DentMix VPS Impression Material is an addition-reaction base/catalyst polyviny/siloxane dental impression material intended as an alternative to traditional alginate materials. It is available in regular set and fast set. Both are available in light body, regular body/monophase and heavy body.
The provided document describes the substantial equivalence determination for the "DentMix VPS Impression Material" (K223892) by comparing it to a predicate device, "Elements™" (K151150). The acceptance criteria are based on meeting or exceeding the performance of the predicate device across various physical properties, typically measured against recognized standards like ISO 4823-2015.

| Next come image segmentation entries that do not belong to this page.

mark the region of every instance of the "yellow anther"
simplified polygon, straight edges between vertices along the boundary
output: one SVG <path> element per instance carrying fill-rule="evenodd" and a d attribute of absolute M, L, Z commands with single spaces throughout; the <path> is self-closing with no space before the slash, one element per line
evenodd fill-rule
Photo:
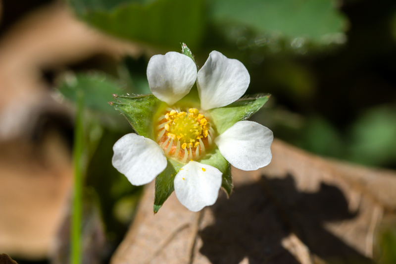
<path fill-rule="evenodd" d="M 203 143 L 201 139 L 208 135 L 210 126 L 207 119 L 196 108 L 190 108 L 185 111 L 167 109 L 163 116 L 167 122 L 161 124 L 164 129 L 163 132 L 157 131 L 156 138 L 158 143 L 161 142 L 160 146 L 164 149 L 165 155 L 173 158 L 181 158 L 184 162 L 192 158 L 199 159 L 205 152 L 206 146 L 203 144 L 208 144 L 209 146 L 212 144 L 211 138 L 210 141 L 204 140 Z M 167 137 L 165 141 L 162 137 L 163 135 Z M 164 143 L 165 146 L 162 146 Z"/>

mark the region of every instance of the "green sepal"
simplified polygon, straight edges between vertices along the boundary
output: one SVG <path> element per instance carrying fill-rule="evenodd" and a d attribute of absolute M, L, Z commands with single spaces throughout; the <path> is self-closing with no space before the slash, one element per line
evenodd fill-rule
<path fill-rule="evenodd" d="M 217 168 L 223 173 L 221 187 L 225 191 L 227 196 L 232 192 L 234 185 L 232 184 L 230 163 L 224 158 L 217 147 L 210 153 L 207 154 L 199 162 L 213 166 Z"/>
<path fill-rule="evenodd" d="M 81 91 L 86 107 L 101 113 L 117 113 L 106 103 L 111 100 L 112 94 L 123 90 L 125 84 L 97 71 L 67 74 L 62 81 L 58 89 L 68 100 L 76 102 L 77 91 Z"/>
<path fill-rule="evenodd" d="M 187 47 L 187 45 L 186 45 L 185 43 L 182 44 L 182 53 L 191 58 L 191 59 L 192 59 L 196 65 L 197 65 L 197 62 L 196 62 L 195 59 L 194 58 L 194 55 L 193 55 L 191 51 L 190 50 L 190 49 L 189 49 L 189 47 Z"/>
<path fill-rule="evenodd" d="M 158 212 L 166 199 L 174 191 L 173 181 L 175 176 L 185 165 L 183 162 L 168 158 L 166 168 L 155 178 L 155 192 L 153 206 L 154 213 Z"/>
<path fill-rule="evenodd" d="M 126 117 L 141 136 L 154 140 L 153 122 L 156 113 L 166 104 L 152 95 L 134 97 L 113 95 L 117 102 L 110 104 Z"/>
<path fill-rule="evenodd" d="M 243 98 L 222 107 L 208 110 L 211 122 L 220 135 L 239 121 L 246 120 L 268 101 L 270 95 Z"/>

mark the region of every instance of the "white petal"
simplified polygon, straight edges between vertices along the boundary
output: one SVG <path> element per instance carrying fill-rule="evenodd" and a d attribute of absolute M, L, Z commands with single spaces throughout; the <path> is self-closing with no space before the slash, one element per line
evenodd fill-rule
<path fill-rule="evenodd" d="M 175 177 L 176 197 L 191 211 L 198 211 L 211 206 L 217 200 L 222 175 L 210 165 L 190 161 Z"/>
<path fill-rule="evenodd" d="M 220 153 L 231 165 L 243 170 L 255 170 L 271 162 L 274 134 L 255 122 L 240 121 L 216 138 Z"/>
<path fill-rule="evenodd" d="M 191 90 L 197 79 L 197 66 L 181 53 L 154 55 L 147 66 L 147 79 L 152 94 L 171 106 Z"/>
<path fill-rule="evenodd" d="M 134 185 L 148 183 L 168 163 L 162 149 L 154 141 L 136 134 L 127 134 L 113 146 L 111 162 Z"/>
<path fill-rule="evenodd" d="M 201 108 L 228 106 L 245 94 L 250 82 L 249 73 L 241 61 L 213 51 L 197 77 Z"/>

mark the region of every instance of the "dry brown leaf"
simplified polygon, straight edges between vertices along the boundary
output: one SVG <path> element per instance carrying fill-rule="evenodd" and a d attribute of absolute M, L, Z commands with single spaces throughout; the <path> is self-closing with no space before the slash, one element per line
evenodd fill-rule
<path fill-rule="evenodd" d="M 0 39 L 0 140 L 26 131 L 32 109 L 48 97 L 43 69 L 98 54 L 116 58 L 141 53 L 78 20 L 64 3 L 55 1 L 28 14 Z"/>
<path fill-rule="evenodd" d="M 375 229 L 396 210 L 396 173 L 326 159 L 278 140 L 272 161 L 232 168 L 234 193 L 198 213 L 153 185 L 112 264 L 371 263 Z"/>
<path fill-rule="evenodd" d="M 1 2 L 0 2 L 1 3 Z M 7 254 L 0 254 L 0 264 L 18 264 Z"/>
<path fill-rule="evenodd" d="M 0 249 L 30 259 L 48 256 L 69 201 L 70 151 L 50 133 L 36 145 L 0 145 Z"/>

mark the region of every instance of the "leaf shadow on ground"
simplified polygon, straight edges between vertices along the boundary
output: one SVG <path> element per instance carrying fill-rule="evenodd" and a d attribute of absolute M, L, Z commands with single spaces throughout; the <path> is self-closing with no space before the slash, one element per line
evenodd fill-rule
<path fill-rule="evenodd" d="M 227 200 L 211 207 L 215 221 L 199 233 L 199 252 L 213 264 L 298 264 L 282 245 L 294 232 L 311 253 L 330 263 L 372 261 L 323 228 L 324 223 L 355 217 L 338 187 L 322 183 L 315 193 L 298 191 L 294 178 L 263 176 L 258 183 L 236 187 Z"/>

Here's the breakdown of the information requested:
Acceptance Criteria and Device Performance
A direct table of "acceptance criteria" is not explicitly stated as distinct from the predicate device's performance. Instead, the study aims to show that the subject device performs at least as well as the predicate device. Therefore, the predicate device's performance serves as the de facto acceptance benchmark.

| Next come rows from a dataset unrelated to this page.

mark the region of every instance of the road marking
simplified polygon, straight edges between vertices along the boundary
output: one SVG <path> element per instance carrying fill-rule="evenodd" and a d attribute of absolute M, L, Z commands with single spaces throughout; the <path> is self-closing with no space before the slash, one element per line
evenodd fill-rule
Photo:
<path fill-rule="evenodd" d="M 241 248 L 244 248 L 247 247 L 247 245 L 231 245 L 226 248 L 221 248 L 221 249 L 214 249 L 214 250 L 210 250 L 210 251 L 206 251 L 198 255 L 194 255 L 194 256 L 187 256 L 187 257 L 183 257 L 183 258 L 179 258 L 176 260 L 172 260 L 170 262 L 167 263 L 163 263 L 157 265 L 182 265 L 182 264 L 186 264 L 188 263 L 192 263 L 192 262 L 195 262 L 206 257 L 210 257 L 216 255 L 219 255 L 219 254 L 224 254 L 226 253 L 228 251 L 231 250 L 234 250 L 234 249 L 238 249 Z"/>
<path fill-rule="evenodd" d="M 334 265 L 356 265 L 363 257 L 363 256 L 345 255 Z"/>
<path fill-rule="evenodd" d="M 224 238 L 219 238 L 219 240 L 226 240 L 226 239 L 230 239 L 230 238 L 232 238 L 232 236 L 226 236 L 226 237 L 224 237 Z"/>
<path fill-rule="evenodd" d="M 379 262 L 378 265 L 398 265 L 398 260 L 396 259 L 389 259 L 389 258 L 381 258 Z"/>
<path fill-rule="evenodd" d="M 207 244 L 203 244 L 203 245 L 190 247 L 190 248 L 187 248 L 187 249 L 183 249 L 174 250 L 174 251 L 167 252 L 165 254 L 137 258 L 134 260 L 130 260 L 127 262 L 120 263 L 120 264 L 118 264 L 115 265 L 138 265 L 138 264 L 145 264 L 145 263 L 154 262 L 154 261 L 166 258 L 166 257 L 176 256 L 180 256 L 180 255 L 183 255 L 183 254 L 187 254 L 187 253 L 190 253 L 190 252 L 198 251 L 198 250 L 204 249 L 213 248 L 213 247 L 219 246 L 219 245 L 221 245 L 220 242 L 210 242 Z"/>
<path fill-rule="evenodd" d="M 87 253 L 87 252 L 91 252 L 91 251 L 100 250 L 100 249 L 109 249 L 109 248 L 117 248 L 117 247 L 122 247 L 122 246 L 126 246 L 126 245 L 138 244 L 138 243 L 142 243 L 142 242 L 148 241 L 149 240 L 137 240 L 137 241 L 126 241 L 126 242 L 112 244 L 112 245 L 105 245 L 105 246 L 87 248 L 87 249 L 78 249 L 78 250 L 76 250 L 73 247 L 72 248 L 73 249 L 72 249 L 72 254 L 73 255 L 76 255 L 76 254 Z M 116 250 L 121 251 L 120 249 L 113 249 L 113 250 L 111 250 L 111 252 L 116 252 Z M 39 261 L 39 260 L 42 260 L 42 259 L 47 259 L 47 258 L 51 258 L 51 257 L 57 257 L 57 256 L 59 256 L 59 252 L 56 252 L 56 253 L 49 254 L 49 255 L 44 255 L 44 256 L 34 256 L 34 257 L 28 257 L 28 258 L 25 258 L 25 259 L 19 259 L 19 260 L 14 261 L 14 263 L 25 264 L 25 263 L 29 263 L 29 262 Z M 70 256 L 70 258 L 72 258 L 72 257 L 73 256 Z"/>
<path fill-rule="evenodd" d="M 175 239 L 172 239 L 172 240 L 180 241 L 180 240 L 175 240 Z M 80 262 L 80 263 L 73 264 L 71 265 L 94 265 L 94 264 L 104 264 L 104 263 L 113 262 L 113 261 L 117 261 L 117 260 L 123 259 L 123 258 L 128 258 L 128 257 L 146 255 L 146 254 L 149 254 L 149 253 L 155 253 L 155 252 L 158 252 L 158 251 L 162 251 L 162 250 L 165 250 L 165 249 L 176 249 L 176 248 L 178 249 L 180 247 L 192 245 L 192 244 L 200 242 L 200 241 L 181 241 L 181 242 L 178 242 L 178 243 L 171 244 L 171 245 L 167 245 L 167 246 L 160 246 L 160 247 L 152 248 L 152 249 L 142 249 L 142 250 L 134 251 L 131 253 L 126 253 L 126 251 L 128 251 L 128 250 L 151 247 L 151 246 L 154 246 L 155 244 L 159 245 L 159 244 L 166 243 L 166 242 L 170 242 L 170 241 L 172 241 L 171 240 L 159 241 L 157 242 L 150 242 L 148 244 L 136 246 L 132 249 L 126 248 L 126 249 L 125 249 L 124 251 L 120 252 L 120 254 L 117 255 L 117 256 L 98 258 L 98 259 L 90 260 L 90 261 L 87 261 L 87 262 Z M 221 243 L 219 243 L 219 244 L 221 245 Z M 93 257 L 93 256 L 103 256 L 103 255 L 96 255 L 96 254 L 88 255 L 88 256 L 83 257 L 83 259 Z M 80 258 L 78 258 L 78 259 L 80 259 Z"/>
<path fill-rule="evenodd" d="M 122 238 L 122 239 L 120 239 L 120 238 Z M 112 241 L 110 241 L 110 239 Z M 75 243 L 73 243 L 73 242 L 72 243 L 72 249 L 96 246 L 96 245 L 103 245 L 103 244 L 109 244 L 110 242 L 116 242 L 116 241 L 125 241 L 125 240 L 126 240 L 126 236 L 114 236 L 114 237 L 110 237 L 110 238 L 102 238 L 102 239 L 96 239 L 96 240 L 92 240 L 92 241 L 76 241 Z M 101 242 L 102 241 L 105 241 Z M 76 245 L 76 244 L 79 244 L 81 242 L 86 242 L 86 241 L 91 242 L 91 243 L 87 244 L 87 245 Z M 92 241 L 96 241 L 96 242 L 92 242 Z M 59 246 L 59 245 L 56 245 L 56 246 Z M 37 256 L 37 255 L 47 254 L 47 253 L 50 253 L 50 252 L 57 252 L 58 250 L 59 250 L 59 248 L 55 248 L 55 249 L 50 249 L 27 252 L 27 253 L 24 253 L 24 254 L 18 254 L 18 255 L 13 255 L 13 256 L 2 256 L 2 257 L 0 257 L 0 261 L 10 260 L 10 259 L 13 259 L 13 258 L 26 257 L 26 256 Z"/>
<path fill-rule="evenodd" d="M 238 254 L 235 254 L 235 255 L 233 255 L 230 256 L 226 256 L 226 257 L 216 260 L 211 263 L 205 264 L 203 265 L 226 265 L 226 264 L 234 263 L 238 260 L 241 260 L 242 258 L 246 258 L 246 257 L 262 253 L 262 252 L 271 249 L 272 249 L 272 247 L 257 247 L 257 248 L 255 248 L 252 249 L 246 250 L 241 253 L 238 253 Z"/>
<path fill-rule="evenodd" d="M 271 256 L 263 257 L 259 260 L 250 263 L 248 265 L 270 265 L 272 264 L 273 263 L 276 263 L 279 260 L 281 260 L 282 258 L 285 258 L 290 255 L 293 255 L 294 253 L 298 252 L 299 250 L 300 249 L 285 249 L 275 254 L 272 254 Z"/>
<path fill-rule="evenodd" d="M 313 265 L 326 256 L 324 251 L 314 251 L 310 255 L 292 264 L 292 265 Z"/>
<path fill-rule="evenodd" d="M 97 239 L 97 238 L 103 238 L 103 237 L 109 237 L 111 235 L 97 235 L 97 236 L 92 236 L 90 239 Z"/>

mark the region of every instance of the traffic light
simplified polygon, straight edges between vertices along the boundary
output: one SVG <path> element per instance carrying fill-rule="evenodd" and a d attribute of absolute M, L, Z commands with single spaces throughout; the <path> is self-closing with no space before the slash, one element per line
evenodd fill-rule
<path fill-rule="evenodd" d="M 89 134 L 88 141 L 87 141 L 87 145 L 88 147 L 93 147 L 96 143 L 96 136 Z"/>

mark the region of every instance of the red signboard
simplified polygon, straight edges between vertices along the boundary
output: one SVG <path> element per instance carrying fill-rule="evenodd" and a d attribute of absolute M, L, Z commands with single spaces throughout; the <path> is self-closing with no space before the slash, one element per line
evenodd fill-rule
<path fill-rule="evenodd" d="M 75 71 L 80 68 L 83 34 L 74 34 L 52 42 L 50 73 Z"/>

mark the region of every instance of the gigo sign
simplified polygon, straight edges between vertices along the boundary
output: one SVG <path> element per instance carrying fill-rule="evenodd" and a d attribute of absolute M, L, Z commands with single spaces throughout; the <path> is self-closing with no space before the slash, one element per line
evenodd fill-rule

Acceptance Criteria (Predicate Performance) | Reported Device Performance (DentMix VPS Impression Material) |
---|---|
Consistency | |
Heavy Body: 31mm | Heavy Body: 32mm |
Monophase: 35mm | Monophase: 35mm |
Light Body: 39mm | Light Body: 40mm |
Working Time (Regular Set) | |
Heavy Body: 2'30" | Heavy Body: 2'34" |
Monophase: 2'30" | Monophase: 2'12" |
Light Body: 2'30" | Light Body: 2'37" |
Working Time (Fast Set) | |
Heavy Body: 1'30" | Heavy Body: 1'16" |
Monophase: 1'30" | Monophase: 1'23" |
Light Body: 1'30" | Light Body: 1'21" |
Detail Reproduction | PASS |
Linear Dimensional Change | |
Heavy Body: 0.14% (0.01) | Heavy Body: 0.14% (0.01) |
Monophase: 0.05% (0.02) | Monophase: 0.05% (0.02) |
Light Body: 0.08% (0.02) | Light Body: 0.08% (0.02) |
Compatibility with Gypsum | PASS |
Elastic Recovery | |
Heavy Body: 99.7 (0.1) | Heavy Body: 99.1 (0.2) |
Monophase: 99.6 (0.3) | Monophase: 99.1 (0.3) |
Light Body: 99.8 (0.1) | Light Body: 98.9 (0.1) |
Strain-In-Compression | |
Heavy Body: 2.85 (0.1) | Heavy Body: 2.54 (0.8) |
Monophase: 3.67 (0.13) | Monophase: 3.61 (0.4) |
Light Body: 4.93 (0.1) | Light Body: 5.91 (1.6) |
Note on "Acceptance Criteria": For each of these properties, the acceptance criterion implicitly is that the DentMix VPS Impression Material is functionally equivalent to or performs within an acceptable range compared to the predicate device, often guided by the ISO 4823-2015 standard. "PASS" explicitly indicates meeting a standard. For numerical values, the goal is typically to be similar or better.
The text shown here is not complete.